Ok for the last couple of years i have searched and looked for a rim that is close to what the spec V rim looks like.. i LOVE the look of the spec V 5 star and would get it.. only problem is i have a B14 not a B15.... SE-L 
i know that the lug spacing is different and the b13/14's have a different one of their own.. then i thought.. well.. why not get spacers that convert from the what ever my lug nut spacing is to what ever the b15 is.. (im sure it will be mentioned later in this thread) 
well.. here is what i came up with so far.. and maybe you guys can help me out and help me find the BEST immitation of the spec V 17" rim....

here is the Katana inspire rim.. not sure how much these rims weigh in at either.. 









there is also the Focal F5's i beleive is the rim.. those kinda resemble the spec V rim.. but.. it has slanted holes in it.. ill see if i can find the pic of it.. 

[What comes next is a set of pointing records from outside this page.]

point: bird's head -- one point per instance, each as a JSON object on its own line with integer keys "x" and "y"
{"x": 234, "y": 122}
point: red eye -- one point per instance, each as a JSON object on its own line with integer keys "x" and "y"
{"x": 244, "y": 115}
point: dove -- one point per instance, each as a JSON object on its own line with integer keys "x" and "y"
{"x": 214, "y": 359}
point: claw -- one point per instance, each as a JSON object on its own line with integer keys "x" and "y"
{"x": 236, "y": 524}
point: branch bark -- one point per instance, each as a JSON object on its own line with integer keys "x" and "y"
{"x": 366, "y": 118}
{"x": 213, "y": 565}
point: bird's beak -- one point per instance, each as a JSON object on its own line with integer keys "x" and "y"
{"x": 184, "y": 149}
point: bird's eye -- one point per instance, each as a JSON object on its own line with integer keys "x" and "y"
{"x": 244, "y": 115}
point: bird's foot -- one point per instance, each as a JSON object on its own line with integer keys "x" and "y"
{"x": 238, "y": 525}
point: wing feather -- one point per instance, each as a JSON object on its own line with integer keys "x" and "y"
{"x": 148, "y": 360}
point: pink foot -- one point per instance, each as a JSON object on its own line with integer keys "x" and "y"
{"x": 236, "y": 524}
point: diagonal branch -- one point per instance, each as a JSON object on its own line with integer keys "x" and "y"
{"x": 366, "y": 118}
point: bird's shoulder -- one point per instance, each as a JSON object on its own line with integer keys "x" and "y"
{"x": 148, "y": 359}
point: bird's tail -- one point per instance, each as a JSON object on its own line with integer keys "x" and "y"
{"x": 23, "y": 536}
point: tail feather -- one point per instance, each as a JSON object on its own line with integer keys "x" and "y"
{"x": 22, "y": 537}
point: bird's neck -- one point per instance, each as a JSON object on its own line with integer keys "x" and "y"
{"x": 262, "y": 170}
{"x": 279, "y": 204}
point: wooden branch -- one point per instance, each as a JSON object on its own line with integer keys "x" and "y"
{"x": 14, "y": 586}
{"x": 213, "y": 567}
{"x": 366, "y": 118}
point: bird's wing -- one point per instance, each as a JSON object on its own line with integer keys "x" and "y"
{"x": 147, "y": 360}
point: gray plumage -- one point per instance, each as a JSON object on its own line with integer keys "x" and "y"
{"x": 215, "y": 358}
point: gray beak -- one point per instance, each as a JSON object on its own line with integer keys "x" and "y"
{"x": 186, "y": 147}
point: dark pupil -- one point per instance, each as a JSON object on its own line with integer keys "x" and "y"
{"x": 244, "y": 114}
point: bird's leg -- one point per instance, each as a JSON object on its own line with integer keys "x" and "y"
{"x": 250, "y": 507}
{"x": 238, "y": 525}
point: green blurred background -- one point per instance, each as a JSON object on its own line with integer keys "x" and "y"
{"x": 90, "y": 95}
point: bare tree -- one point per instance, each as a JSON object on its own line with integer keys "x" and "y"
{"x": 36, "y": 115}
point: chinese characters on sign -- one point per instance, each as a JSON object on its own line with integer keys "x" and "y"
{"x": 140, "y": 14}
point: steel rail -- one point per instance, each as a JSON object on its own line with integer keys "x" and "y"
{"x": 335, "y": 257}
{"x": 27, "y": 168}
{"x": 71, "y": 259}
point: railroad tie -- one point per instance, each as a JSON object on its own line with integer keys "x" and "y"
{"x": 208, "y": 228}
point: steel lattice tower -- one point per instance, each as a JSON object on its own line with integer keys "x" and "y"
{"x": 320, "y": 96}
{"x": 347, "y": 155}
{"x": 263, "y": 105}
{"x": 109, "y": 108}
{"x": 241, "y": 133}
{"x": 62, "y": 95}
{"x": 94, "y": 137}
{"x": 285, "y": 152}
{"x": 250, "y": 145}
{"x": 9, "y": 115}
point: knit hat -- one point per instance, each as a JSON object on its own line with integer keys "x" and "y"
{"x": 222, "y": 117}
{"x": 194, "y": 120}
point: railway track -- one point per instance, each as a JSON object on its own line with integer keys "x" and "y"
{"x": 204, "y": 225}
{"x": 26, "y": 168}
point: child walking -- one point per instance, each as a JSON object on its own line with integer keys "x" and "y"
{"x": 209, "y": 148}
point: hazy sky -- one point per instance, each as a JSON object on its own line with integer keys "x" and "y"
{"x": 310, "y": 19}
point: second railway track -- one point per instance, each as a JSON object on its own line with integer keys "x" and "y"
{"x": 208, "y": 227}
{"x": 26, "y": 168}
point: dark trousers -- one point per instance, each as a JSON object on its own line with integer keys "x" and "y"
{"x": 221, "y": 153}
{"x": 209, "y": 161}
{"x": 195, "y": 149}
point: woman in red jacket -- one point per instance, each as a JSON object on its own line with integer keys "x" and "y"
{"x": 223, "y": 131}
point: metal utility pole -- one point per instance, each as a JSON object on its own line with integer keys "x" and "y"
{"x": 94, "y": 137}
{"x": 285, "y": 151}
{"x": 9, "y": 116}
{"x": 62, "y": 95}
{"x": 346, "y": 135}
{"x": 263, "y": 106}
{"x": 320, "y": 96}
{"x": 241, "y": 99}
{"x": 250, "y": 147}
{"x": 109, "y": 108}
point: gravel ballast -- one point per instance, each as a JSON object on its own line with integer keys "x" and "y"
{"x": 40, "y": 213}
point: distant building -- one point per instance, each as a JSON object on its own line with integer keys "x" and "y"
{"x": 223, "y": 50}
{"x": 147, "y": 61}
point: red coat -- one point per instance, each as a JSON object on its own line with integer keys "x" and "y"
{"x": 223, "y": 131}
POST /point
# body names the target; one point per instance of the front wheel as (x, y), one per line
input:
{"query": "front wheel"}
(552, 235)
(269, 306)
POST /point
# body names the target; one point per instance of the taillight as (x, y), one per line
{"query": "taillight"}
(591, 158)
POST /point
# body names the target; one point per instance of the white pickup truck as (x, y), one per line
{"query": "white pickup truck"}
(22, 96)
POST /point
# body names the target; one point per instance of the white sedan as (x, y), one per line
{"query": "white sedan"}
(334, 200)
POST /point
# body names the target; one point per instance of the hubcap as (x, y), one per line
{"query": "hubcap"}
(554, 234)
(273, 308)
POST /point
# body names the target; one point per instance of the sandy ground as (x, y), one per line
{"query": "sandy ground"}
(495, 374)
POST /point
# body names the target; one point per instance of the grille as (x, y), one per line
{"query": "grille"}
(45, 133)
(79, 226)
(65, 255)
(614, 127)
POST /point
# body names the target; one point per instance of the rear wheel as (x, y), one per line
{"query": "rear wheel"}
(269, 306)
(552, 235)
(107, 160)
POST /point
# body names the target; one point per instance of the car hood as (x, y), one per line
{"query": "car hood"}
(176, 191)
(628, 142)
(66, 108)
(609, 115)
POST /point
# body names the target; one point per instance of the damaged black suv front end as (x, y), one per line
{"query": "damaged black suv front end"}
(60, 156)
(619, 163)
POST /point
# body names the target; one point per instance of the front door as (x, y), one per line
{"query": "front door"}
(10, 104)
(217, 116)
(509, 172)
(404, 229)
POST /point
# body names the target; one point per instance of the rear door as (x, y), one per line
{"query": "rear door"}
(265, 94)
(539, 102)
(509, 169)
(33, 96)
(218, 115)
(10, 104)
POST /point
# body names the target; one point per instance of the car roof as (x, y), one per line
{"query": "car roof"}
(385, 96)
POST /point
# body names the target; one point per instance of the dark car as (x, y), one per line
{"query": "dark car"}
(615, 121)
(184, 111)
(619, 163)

there are many other rims that are 5 stars.. but the shape im lookin for.. is instead of most 5 stars that have the bigger end towards the lug nuts.. and then gets smaller towards the lip.. the spec V as you all know has the larger end of the star towards the lip and gets smaller and curves inward a little bit near the lug nuts..
so any ideas.... ????
Travis


----------



## dry (Oct 21, 2002)

mille miglia make a good Spec V look alike rim, I'll find a pic in a minute.

*edit* here ya go


----------



## sentravis (Jul 7, 2002)

yeah that was another that i noticed.. and that was the closest i think.. but i dont think they made a bolt pattern to fit the b14 did they? Travis


----------



## go4broke44 (Jan 14, 2003)

i believe we have 4x100 for the B14's
look for that size, when browsing rims


----------



## dry (Oct 21, 2002)

they are 4x100, I dunno what offset, but they are probably expensive anyway.


----------



## sentravis (Jul 7, 2002)

so did we just give up? lol i havnt.. i still want to find the best lookin, fitting rims.. Thanks so far.. Travis


----------



## sentravis (Jul 7, 2002)

so do they make spacers that fit our fitment.. and if so.. do they make them so that they would go from our 4 lug .. to a different size lug fitment? Travis


----------